O Globo, Prosa & Verso, p. 6
19 de Abr de 2008

Ser índio brasileiro hoje
Livros de projeto ligado ao Museu Nacional apresentam dilemas atuais dos povos indígenas

Rachel Bertol

Abrir o "cofre" das universidades, onde costumam ficar enclausurados conhecimentos essenciais, como afirma o antropólogo Antonio Carlos de Souza Lima, é um dos objetivos da série Via dos Saberes, sobre os índios brasileiros, produzida pelo projeto Trilhas de Conhecimentos, ligado ao Museu Nacional da UFRJ. São quatro livros, publicados no início deste ano na Coleção Educação para Todos, da Unesco e do MEC, nos quais se tem uma boa amostra do trabalho realizado na universidade junto a movimentos indígenas, e que se distancia da antropologia clássica. O primeiro volume da série, por exemplo, "O índio brasileiro - O que você precisa saber sobre os povos indígenas no Brasil de hoje", é assinado por Gersem dos Santos Luciano Baniwa, destacado líder indígena e o primeiro índio a obter o grau de mestre em antropologia no Brasil, na Universidade de Brasília, em 2006. A série foi pensada para a formação do crescente número de estudantes universitários indígenas no país (cerca de 5 mil entre formados e formandos), mas ganha sentido mais amplo com a lei sancionada em março pelo presidente Lula, que obriga o ensino da história e da cultura indígena no ensino médio e fundamental.
- Os livros foram escritos antes da sanção da lei, mas em consonância com seu espírito, de que o Brasil é mais complexo do que a gente costuma aprender.
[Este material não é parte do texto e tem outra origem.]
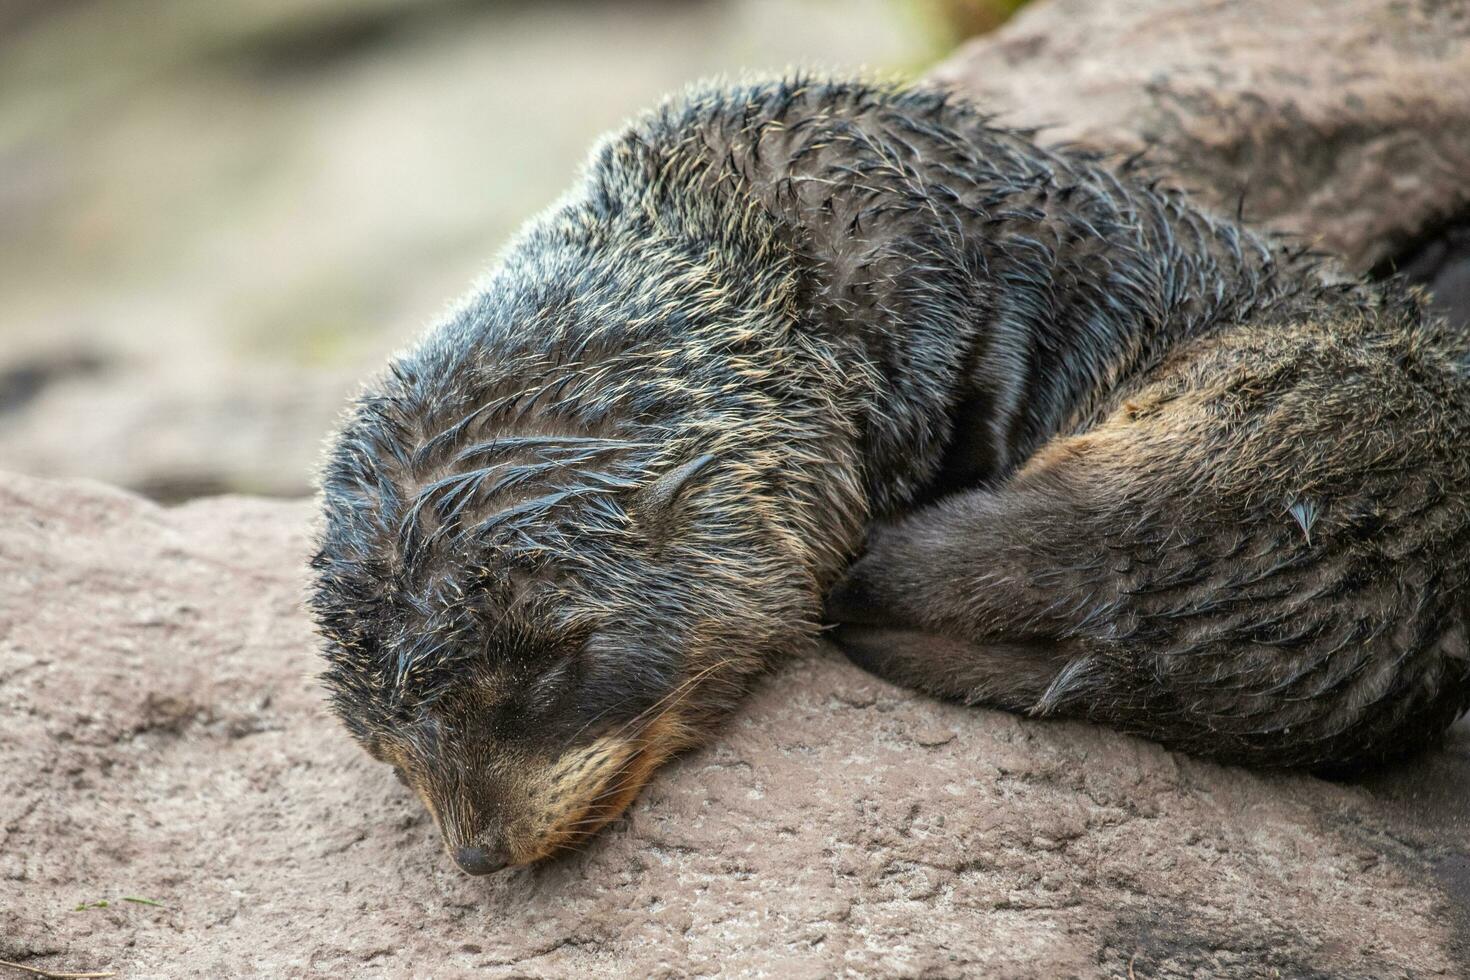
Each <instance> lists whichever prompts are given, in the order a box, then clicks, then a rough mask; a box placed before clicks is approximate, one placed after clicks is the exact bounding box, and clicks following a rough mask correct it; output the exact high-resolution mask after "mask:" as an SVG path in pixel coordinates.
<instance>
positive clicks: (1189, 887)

Destacando a variedade do Brasil, esse país todo cheio de cisões que também é uma unidade, podemos entender a situação dos que estão em desvantagem, como é o caso dos índios afirma Antonio Carlos de Souza Lima, professor do Museu Nacional.
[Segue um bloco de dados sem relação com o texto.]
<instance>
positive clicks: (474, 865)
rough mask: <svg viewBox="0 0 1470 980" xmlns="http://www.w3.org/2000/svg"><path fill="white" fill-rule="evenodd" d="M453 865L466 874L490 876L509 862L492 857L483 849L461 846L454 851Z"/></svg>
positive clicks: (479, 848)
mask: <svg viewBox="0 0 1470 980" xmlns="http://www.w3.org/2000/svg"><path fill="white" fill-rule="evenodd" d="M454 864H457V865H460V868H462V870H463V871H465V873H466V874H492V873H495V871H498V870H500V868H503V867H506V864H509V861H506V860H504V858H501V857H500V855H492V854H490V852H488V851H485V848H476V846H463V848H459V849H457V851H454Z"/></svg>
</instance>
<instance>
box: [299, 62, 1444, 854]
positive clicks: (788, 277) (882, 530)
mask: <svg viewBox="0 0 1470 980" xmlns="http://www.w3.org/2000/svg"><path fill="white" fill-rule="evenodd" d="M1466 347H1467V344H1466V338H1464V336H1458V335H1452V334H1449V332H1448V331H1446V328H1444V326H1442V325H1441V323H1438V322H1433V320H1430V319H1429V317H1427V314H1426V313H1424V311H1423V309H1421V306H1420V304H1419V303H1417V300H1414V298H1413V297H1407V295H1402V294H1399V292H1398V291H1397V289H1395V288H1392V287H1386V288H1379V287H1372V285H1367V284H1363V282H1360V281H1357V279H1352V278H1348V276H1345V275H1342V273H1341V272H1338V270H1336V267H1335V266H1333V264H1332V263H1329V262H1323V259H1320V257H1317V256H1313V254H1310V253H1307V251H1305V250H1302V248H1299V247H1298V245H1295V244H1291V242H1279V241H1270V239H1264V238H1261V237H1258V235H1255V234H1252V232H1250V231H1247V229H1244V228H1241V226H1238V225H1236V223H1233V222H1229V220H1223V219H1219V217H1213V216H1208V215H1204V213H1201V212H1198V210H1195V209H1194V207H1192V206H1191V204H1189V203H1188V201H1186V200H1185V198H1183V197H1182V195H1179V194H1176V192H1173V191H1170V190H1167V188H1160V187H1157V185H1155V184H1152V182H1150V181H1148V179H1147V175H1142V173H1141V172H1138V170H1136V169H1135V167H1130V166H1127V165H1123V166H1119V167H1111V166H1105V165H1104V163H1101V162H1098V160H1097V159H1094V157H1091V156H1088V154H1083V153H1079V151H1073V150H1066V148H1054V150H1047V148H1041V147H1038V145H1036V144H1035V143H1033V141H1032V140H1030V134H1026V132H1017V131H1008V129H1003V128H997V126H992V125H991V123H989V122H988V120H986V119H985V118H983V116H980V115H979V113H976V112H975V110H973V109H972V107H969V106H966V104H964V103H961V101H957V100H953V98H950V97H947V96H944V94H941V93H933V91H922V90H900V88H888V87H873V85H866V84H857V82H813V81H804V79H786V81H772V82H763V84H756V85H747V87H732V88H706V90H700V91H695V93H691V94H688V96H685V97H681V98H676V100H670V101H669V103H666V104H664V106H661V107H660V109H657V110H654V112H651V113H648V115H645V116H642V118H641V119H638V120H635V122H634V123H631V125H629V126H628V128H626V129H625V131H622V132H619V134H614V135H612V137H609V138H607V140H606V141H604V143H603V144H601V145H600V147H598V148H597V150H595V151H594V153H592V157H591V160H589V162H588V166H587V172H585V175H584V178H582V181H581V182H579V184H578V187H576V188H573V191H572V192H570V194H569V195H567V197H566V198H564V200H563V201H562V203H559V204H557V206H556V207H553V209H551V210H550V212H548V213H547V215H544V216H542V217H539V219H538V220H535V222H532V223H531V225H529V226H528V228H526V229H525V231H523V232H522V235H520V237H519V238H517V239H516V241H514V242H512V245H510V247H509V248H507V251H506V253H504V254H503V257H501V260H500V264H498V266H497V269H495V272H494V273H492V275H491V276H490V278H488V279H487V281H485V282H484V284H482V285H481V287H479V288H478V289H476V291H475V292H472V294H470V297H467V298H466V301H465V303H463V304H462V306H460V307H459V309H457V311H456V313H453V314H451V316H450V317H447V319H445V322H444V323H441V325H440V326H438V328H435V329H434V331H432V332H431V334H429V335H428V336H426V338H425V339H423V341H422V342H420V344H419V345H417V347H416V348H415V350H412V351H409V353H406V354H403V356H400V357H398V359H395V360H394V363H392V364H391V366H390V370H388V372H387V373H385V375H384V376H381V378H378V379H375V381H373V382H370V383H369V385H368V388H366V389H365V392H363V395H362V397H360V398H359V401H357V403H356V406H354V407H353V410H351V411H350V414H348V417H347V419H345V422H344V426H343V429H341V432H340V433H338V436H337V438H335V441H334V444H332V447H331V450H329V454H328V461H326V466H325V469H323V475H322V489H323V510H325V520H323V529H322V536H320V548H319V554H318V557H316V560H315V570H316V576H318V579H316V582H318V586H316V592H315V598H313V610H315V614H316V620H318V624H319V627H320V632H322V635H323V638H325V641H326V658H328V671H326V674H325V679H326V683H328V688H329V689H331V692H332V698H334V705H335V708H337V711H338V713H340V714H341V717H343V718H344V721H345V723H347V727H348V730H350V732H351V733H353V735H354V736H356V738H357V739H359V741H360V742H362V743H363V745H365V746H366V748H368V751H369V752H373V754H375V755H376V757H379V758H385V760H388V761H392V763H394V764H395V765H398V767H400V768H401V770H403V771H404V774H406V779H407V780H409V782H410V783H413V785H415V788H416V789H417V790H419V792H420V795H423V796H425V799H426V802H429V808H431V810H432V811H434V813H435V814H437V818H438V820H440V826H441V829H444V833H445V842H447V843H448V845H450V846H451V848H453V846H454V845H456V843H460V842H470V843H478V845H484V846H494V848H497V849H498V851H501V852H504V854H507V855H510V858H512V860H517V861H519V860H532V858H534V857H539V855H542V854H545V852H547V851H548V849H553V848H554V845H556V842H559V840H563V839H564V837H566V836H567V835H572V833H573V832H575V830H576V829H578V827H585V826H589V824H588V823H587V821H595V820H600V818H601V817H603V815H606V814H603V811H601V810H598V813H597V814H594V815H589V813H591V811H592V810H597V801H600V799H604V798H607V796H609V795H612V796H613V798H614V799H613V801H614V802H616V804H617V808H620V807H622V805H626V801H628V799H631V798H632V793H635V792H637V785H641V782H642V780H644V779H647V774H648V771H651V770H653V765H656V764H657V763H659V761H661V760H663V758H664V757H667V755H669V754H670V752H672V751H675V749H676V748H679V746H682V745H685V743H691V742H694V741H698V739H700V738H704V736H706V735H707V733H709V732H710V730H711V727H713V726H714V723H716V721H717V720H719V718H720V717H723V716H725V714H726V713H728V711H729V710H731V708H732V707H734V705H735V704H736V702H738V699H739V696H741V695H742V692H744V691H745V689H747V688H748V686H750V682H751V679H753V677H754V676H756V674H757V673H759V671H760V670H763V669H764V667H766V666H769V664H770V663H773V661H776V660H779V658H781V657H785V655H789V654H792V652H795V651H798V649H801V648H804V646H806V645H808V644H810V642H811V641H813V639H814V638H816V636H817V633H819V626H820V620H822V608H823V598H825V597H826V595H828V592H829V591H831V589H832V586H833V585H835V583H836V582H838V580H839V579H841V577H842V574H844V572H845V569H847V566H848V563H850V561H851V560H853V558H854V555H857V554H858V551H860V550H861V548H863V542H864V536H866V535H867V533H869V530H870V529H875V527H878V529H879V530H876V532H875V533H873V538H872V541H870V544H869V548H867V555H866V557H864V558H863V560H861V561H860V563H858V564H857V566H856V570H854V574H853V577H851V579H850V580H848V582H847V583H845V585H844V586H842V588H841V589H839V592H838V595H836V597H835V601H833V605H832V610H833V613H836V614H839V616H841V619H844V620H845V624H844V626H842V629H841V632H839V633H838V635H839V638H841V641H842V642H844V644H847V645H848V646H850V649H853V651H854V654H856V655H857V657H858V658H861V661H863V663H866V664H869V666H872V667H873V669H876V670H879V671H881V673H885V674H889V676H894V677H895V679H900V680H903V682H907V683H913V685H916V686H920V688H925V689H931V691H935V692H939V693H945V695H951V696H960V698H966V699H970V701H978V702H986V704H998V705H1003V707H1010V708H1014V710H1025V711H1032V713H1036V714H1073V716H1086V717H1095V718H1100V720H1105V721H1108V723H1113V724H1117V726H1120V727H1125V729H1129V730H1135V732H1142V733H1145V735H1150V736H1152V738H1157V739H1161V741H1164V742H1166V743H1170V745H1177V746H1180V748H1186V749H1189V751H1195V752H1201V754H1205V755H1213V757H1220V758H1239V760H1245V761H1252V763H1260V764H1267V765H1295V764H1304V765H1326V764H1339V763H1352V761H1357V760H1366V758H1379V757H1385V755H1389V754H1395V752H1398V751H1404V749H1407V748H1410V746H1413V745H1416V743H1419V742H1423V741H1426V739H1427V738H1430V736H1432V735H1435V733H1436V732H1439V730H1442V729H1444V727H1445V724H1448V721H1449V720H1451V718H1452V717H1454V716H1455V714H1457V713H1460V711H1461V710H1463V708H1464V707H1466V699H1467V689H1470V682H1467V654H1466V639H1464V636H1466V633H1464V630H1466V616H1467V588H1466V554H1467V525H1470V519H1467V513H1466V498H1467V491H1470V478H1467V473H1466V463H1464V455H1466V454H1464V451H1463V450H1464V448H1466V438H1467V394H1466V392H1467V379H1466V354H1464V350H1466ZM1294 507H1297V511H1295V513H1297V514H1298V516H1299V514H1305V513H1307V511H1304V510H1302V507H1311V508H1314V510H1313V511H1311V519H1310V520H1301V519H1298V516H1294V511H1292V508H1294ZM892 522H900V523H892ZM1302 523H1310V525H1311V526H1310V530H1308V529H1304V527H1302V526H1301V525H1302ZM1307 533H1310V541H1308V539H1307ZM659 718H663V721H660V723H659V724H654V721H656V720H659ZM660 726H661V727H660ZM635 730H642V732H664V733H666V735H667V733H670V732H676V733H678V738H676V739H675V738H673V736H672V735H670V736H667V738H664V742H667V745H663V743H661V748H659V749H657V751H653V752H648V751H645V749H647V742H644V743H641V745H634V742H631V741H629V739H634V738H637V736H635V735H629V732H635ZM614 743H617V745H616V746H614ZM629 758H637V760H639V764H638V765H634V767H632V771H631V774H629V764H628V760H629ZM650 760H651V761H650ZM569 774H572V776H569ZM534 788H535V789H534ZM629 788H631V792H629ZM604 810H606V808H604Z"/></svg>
Livro mostra a montagem do regime de preconceito
Os livros estão sendo distribuídos a instituições de ensino de todo país e disponíveis, para download gratuito, no site www.trilhasdeconhecimentos.etc.br. O segundo da série é o livro de história "A presença indígena na formação do Brasil", escrito pelo antropólogo João Pacheco de Oliveira, professor titular do Museu Nacional, e pelo também antropólogo Carlos Augusto da Rocha Freire, pesquisador do Museu do índio.
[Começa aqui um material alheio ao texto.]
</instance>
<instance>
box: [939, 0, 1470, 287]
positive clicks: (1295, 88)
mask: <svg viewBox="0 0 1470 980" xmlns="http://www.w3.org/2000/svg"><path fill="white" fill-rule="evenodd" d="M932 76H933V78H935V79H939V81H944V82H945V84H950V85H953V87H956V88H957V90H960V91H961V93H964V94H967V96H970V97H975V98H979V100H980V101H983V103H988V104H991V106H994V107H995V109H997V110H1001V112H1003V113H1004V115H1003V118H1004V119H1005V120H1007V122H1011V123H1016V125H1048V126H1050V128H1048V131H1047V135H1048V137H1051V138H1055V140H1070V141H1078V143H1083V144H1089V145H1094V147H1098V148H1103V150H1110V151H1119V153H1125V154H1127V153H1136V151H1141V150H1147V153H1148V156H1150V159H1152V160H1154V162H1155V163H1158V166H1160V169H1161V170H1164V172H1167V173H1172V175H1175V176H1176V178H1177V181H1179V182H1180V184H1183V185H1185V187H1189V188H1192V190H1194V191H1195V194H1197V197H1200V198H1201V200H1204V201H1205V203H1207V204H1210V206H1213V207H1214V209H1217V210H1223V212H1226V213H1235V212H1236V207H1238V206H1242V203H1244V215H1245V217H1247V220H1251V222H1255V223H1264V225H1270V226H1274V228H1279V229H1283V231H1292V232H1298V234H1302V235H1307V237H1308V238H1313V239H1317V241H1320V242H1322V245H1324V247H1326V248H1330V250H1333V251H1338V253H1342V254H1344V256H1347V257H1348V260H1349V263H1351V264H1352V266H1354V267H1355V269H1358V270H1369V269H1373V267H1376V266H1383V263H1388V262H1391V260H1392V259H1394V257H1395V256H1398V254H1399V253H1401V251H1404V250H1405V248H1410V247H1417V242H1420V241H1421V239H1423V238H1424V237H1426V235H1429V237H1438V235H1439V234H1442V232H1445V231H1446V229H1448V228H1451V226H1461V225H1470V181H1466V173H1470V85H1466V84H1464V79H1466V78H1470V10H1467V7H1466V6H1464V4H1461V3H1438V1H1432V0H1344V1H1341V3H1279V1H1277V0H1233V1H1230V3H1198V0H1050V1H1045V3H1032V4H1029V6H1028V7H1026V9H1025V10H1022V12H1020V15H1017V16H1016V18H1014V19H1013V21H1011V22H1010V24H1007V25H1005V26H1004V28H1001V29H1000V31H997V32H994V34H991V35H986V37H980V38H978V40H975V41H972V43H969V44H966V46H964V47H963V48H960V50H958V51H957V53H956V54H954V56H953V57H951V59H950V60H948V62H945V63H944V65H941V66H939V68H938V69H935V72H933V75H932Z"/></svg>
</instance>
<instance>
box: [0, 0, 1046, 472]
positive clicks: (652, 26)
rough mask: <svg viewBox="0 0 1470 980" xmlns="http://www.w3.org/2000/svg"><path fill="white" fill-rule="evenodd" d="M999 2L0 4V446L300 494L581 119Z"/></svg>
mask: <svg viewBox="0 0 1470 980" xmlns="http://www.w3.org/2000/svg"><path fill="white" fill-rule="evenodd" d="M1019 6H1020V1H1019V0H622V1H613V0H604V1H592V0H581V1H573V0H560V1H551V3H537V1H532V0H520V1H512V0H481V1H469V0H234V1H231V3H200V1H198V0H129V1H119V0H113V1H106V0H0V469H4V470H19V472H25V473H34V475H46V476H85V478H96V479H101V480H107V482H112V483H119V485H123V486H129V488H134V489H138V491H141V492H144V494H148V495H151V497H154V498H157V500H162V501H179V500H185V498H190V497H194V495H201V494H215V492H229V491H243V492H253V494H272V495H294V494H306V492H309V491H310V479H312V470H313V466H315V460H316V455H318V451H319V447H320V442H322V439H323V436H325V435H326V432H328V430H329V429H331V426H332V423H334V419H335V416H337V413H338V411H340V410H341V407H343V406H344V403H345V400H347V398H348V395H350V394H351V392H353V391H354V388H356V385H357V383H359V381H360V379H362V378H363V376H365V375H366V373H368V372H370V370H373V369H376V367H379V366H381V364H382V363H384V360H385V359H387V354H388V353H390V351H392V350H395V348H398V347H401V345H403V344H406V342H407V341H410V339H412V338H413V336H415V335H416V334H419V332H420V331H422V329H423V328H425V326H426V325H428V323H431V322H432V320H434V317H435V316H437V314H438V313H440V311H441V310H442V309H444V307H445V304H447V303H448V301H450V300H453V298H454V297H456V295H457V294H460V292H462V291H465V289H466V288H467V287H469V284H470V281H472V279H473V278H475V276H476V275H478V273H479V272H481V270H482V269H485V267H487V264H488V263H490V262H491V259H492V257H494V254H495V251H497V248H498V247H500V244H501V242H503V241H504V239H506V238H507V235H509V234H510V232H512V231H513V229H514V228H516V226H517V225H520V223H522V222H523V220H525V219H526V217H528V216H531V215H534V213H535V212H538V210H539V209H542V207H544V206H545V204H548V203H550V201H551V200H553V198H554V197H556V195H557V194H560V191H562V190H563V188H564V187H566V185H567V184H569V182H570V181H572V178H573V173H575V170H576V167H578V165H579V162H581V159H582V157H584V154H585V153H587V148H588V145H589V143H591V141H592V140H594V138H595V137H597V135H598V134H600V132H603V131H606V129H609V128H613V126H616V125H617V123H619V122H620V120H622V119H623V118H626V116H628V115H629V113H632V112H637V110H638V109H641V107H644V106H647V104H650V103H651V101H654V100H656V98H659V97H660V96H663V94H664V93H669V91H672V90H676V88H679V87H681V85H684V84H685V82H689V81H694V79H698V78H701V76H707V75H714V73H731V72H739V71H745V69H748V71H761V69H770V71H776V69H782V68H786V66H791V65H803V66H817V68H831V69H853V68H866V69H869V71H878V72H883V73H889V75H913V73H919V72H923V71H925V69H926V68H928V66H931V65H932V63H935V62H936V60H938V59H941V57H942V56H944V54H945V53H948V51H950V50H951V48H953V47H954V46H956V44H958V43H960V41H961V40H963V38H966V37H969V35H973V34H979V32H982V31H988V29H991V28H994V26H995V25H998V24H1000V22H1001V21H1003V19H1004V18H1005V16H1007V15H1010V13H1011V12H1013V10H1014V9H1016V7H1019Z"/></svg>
- Não se propõe a ser um manual didático. O livro mostra como se deu, dos alvores da Colônia até hoje, a montagem de um regime de preconceito no país. As pessoas não entendem o que acontece na atualidade porque não estudaram a História. É preciso mostrar que o panorama do Brasil é mais amplo do que as mídias costumam mostrar, salvo exceções. A mídia está longe de conhecer a situação indígena - diz Souza Lima.
Por isso, a importância de se abrirem "os cofres" das universidades, onde há grande produção de estudos etnográficos sobre povos indígenas, como sobre suas cosmologias e ritos, cujo conhecimento é fundamental para a compreensão da sua organização social.
- É preciso que essa riqueza que as etnografias têm mostrado chegue a um público mais abrangente, pois assim poderemos entender o que nos torna diferentes uns dos outros, como, de resto, é diferente toda a Humanidade: os franceses, por exemplo, têm cosmologia bem diversa dos brasileiros - observa o antropólogo.
Segundo o IBGE, há 734 mil índios no país (população que cresce cerca de 4% ao ano), representantes de 220 povos e que falam 180 línguas. Seus direitos são o tema do terceiro livro da série, "Povos indígenas e as leis dos 'brancos': o direito à diferença", organizado pela advogada Ana Valéria Araújo, com artigos de advogados indígenas das etnias wapixana, pankararu, kaingang e mbyá guarany.
- São quatro advogados indígenas escrevendo sobre pontos fundamentais, que podemos resumir como o direito à diferença no Brasil, que não descende de uma história única, mas de muitas histórias, paralelas, interconectadas, divergentes - diz Souza Lima.
O último livro da série é mais técnico, um manual sobre as línguas dos índios (cujo dia é comemorado hoje).
Na apresentação do projeto, o antropólogo destaca: "Quem sabe aí a tão propalada 'inclusão dos menos favorecidos' venha a perder o risco de ser, para os povos indígenas, mais um projeto massificante e etnocida".